But on Feb. 27, a day before the check was supposed to become valid, Jeff Erpenbeck called back and said there wasn’t enough money to cover the check just yet and asked for more time. The units of movement dilapidation is one of a few systems for real estate deprecation. Morris ran out of patience on April 19 and deposited the check. It bounced, and he then went to county officials to press charges.
Morris said he trusted Bill Erpenbeck when he said 32 property closings were imminent at the Chestnut Park development just west of Cincinnati, and that the closings would generate enough cash to cover the check.
“You have to trust somebody somewhere,” Morris said. “I was foolish because I believed what he told me,” he told the court. The units of action technique for deprecation is one of a kind in that a plant resource’s helpful life is communicated in the aggregate units that are required to be created or the benefit’s aggregate movement amid its life. Erpenbeck, who listed his Edgewood home as his place of residence, appeared in court wearing a dark suit and tie, and remained quiet throughout the hearing. He left the courtroom without comment.
The class-action lawsuit designed to free more than 200 homeowners from liens placed on their homes by Erpenbeck lenders may not be resolved without another audit of Peoples Bank of Northern Kentucky.
Peoples Bank hopes to convince Boone Circuit Judge Jay Bamberger the audit would be redundant, time-consuming and costly. Alternate routines for Property Deprecation Express the plant resource’s helpful life in years and will distribute the plant resource’s expense focused around the insignificant section of those years. Under these techniques fractional years are important.

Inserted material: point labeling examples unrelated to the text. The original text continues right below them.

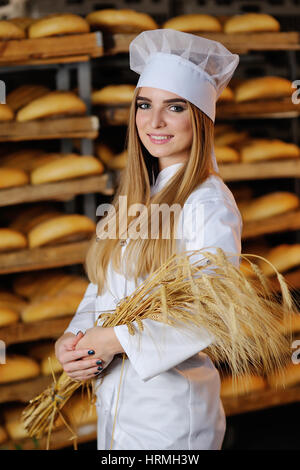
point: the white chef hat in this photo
(193, 67)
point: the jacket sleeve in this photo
(160, 347)
(84, 317)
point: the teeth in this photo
(159, 137)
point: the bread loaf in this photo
(18, 368)
(226, 154)
(268, 149)
(10, 177)
(194, 23)
(288, 377)
(269, 205)
(283, 257)
(242, 385)
(121, 21)
(9, 30)
(67, 167)
(263, 88)
(24, 94)
(58, 24)
(251, 22)
(11, 240)
(55, 230)
(6, 113)
(113, 94)
(56, 103)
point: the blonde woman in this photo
(170, 392)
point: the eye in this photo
(142, 105)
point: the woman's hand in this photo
(103, 341)
(78, 363)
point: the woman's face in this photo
(164, 125)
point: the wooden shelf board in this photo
(239, 43)
(260, 170)
(58, 128)
(260, 400)
(39, 50)
(278, 223)
(56, 190)
(43, 257)
(21, 332)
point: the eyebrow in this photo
(173, 100)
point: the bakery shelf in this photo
(44, 329)
(274, 224)
(260, 400)
(55, 190)
(24, 390)
(43, 257)
(237, 43)
(58, 128)
(289, 168)
(75, 48)
(60, 438)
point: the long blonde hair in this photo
(142, 256)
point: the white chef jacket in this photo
(169, 398)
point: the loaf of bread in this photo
(231, 138)
(67, 167)
(24, 94)
(269, 205)
(241, 385)
(268, 149)
(18, 368)
(112, 161)
(251, 22)
(226, 154)
(11, 240)
(80, 411)
(8, 316)
(58, 24)
(10, 177)
(113, 94)
(3, 435)
(288, 377)
(9, 30)
(194, 23)
(226, 95)
(284, 257)
(56, 103)
(263, 88)
(40, 284)
(121, 21)
(6, 113)
(61, 229)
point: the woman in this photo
(169, 397)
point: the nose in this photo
(157, 119)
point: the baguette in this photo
(194, 23)
(58, 24)
(60, 229)
(56, 103)
(251, 22)
(121, 21)
(67, 167)
(263, 88)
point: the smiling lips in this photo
(159, 139)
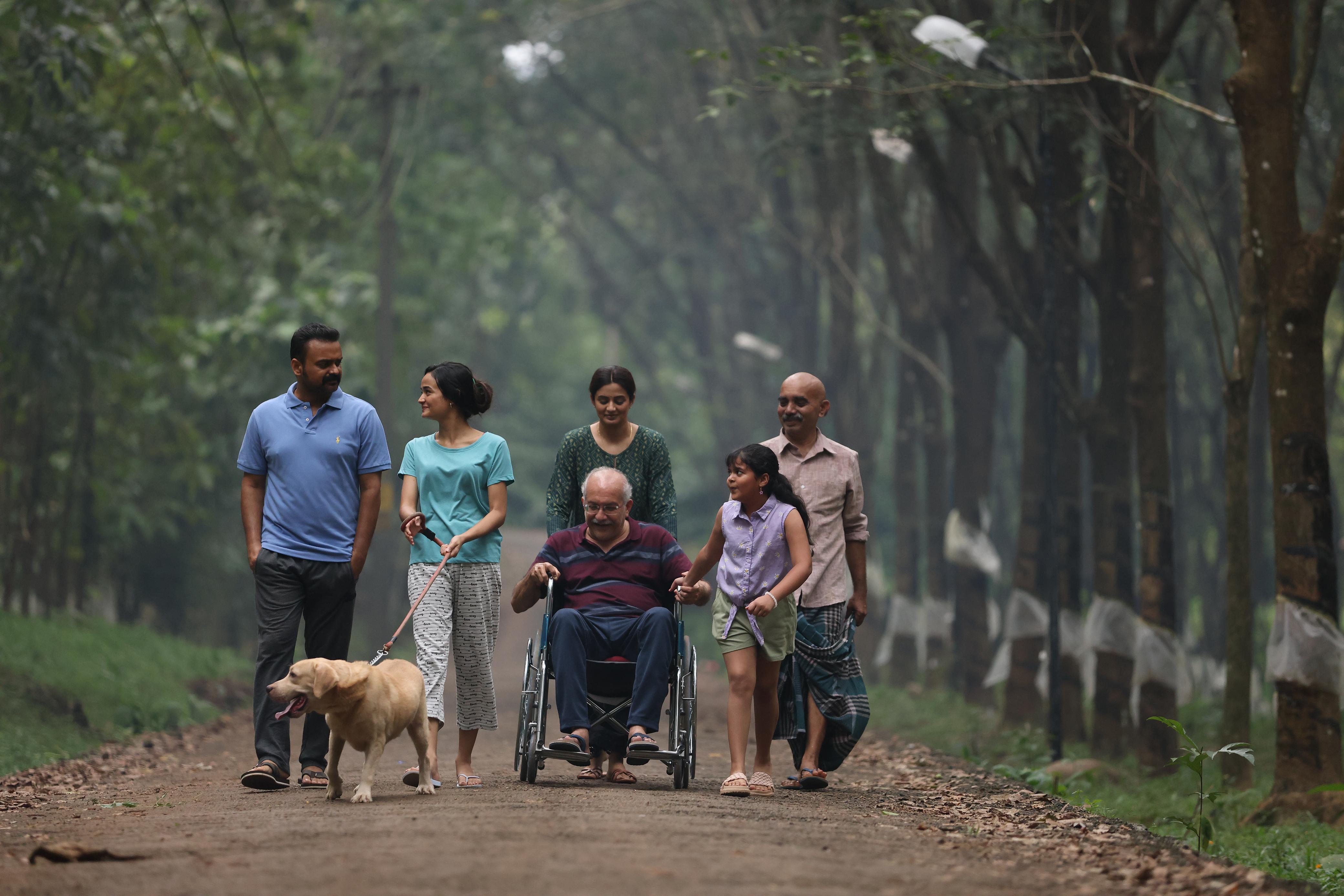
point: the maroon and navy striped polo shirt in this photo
(636, 573)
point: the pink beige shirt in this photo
(827, 480)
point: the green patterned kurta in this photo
(646, 463)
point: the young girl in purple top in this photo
(760, 542)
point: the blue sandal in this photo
(639, 743)
(578, 746)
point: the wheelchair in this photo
(609, 692)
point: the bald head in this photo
(803, 402)
(807, 385)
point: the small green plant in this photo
(1194, 757)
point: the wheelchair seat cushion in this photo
(611, 679)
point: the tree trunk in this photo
(1241, 609)
(905, 665)
(1295, 276)
(1148, 398)
(935, 444)
(1248, 360)
(1068, 186)
(976, 352)
(1022, 700)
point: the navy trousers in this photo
(648, 640)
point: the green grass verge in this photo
(1296, 851)
(125, 679)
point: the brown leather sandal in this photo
(267, 776)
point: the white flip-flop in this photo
(412, 778)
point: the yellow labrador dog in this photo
(365, 706)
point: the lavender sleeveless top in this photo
(756, 557)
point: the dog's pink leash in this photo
(388, 648)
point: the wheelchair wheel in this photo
(691, 721)
(530, 761)
(523, 704)
(537, 723)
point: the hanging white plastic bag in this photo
(1112, 627)
(902, 620)
(967, 546)
(1159, 659)
(1026, 617)
(1304, 647)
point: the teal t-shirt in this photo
(454, 494)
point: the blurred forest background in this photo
(713, 194)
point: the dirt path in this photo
(901, 820)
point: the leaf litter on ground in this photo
(964, 807)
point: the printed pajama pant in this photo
(459, 616)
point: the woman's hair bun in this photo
(484, 395)
(460, 386)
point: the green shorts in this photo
(777, 628)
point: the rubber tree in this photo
(1133, 300)
(1295, 272)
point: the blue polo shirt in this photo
(312, 464)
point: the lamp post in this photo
(961, 45)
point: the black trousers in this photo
(288, 590)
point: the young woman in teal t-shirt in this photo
(457, 479)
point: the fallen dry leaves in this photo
(961, 807)
(113, 762)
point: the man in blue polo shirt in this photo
(615, 577)
(312, 464)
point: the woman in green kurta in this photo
(643, 456)
(614, 441)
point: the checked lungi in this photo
(824, 663)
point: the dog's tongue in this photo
(287, 710)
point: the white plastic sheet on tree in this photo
(1159, 657)
(1026, 617)
(902, 620)
(936, 622)
(1304, 648)
(967, 546)
(1112, 627)
(1207, 676)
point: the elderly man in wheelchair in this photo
(614, 584)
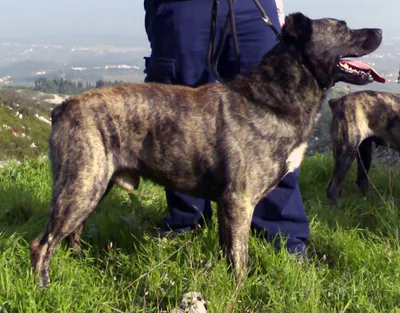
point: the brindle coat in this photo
(230, 143)
(359, 119)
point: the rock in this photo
(191, 302)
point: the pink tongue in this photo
(365, 67)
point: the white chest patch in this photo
(296, 157)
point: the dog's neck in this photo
(288, 48)
(284, 85)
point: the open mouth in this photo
(360, 71)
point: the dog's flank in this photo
(230, 143)
(358, 120)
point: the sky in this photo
(22, 18)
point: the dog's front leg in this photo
(234, 218)
(364, 159)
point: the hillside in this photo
(353, 249)
(24, 122)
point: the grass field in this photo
(354, 259)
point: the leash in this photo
(213, 54)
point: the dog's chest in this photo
(296, 157)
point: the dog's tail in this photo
(332, 102)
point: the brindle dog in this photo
(230, 143)
(358, 120)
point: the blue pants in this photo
(178, 32)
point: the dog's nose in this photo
(378, 31)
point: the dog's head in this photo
(323, 45)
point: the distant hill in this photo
(25, 122)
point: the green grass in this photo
(354, 254)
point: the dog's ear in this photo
(297, 26)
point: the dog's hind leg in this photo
(364, 158)
(234, 219)
(73, 239)
(76, 194)
(344, 156)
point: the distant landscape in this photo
(88, 59)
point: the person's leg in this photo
(178, 32)
(282, 211)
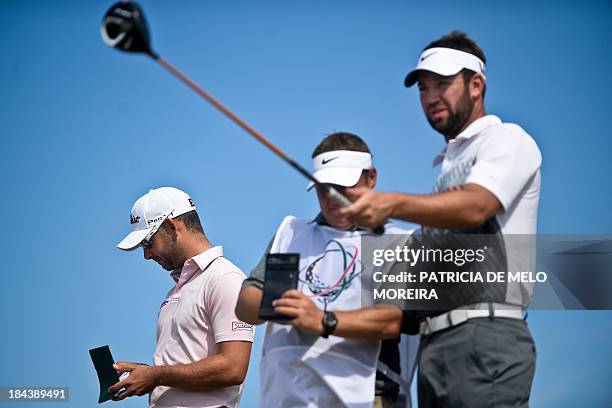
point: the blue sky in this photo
(85, 130)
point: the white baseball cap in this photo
(151, 210)
(341, 167)
(446, 62)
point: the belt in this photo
(455, 317)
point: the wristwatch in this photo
(329, 323)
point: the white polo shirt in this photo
(198, 313)
(502, 158)
(505, 160)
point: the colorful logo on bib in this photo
(345, 267)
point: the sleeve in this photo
(221, 301)
(505, 164)
(258, 274)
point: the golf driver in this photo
(124, 28)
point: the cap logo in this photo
(324, 161)
(149, 222)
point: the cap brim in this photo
(133, 239)
(341, 176)
(440, 69)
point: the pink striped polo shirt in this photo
(198, 313)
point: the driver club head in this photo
(124, 27)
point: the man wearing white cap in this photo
(203, 350)
(482, 354)
(327, 355)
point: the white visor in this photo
(340, 167)
(134, 239)
(445, 62)
(151, 210)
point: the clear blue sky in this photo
(85, 130)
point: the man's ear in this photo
(372, 177)
(172, 227)
(477, 84)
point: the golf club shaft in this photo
(328, 190)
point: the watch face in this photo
(330, 319)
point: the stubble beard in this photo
(457, 118)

By the bank’s count, $16.8 million in liens exist on Erpenbeck homes purchased through mortgages due to payoff checks being misdirected into an Erpenbeck Co. account at Peoples Bank.
Attorneys for the homeowners represented in the class-action lawsuit want to hire Deloitte & Touche to audit Peoples Bank’s books to ensure that more money isn’t owed to more homeowners.

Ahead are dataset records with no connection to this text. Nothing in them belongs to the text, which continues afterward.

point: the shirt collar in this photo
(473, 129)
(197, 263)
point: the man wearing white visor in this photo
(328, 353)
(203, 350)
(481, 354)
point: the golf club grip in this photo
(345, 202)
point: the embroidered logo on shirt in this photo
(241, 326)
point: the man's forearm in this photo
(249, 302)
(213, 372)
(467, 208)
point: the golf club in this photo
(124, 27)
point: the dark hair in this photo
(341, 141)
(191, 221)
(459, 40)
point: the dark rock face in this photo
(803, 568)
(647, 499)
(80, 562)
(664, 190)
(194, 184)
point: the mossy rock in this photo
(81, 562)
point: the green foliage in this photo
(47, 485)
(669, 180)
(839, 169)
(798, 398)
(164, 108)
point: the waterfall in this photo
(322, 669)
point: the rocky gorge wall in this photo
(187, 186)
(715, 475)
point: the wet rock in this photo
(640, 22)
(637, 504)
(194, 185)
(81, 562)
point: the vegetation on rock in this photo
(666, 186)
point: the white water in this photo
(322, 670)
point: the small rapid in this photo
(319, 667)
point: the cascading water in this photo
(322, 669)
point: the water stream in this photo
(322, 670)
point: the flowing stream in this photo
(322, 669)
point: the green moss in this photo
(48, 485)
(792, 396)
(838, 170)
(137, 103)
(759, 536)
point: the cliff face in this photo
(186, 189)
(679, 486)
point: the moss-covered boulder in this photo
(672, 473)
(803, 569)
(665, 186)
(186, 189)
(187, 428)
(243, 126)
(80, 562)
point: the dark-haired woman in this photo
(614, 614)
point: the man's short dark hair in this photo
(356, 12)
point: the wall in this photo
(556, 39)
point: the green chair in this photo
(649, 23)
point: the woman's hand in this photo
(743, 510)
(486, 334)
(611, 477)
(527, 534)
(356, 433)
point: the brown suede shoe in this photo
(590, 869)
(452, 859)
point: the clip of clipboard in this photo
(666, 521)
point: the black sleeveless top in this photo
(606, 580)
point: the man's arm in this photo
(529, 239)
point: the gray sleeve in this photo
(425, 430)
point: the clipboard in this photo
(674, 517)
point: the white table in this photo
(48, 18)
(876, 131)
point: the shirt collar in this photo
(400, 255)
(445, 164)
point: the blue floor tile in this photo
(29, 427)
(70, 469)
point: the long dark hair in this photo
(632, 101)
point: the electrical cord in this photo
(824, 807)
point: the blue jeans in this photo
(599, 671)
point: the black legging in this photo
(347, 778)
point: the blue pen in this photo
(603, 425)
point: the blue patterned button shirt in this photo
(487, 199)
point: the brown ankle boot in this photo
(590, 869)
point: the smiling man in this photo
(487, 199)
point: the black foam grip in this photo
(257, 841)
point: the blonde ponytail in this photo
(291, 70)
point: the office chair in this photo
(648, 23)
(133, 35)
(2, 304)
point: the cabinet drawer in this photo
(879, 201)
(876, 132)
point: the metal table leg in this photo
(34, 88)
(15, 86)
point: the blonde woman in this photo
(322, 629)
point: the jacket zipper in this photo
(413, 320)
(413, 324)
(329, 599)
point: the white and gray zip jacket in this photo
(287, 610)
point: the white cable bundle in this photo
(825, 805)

Stan Chesley, who represents homeowners, doesn’t want to sign off on the agreement before he’s satisfied the bank’s numbers are correct. The benefit’s expense is then assigned to the bookkeeping periods focused around the plant resource’s use, units delivered, action, and so on. A long time and halfway years are not significant when utilizing this deprecation method.
“I’m not buying a Hong Kong watch. I want to have my own accountants check these numbers,” he said.
Beverly Storm, an attorney representing Peoples Bank, said the bank’s records have been exhaustively audited by federal and state investigators and auditors. Another audit is unnecessary, she said.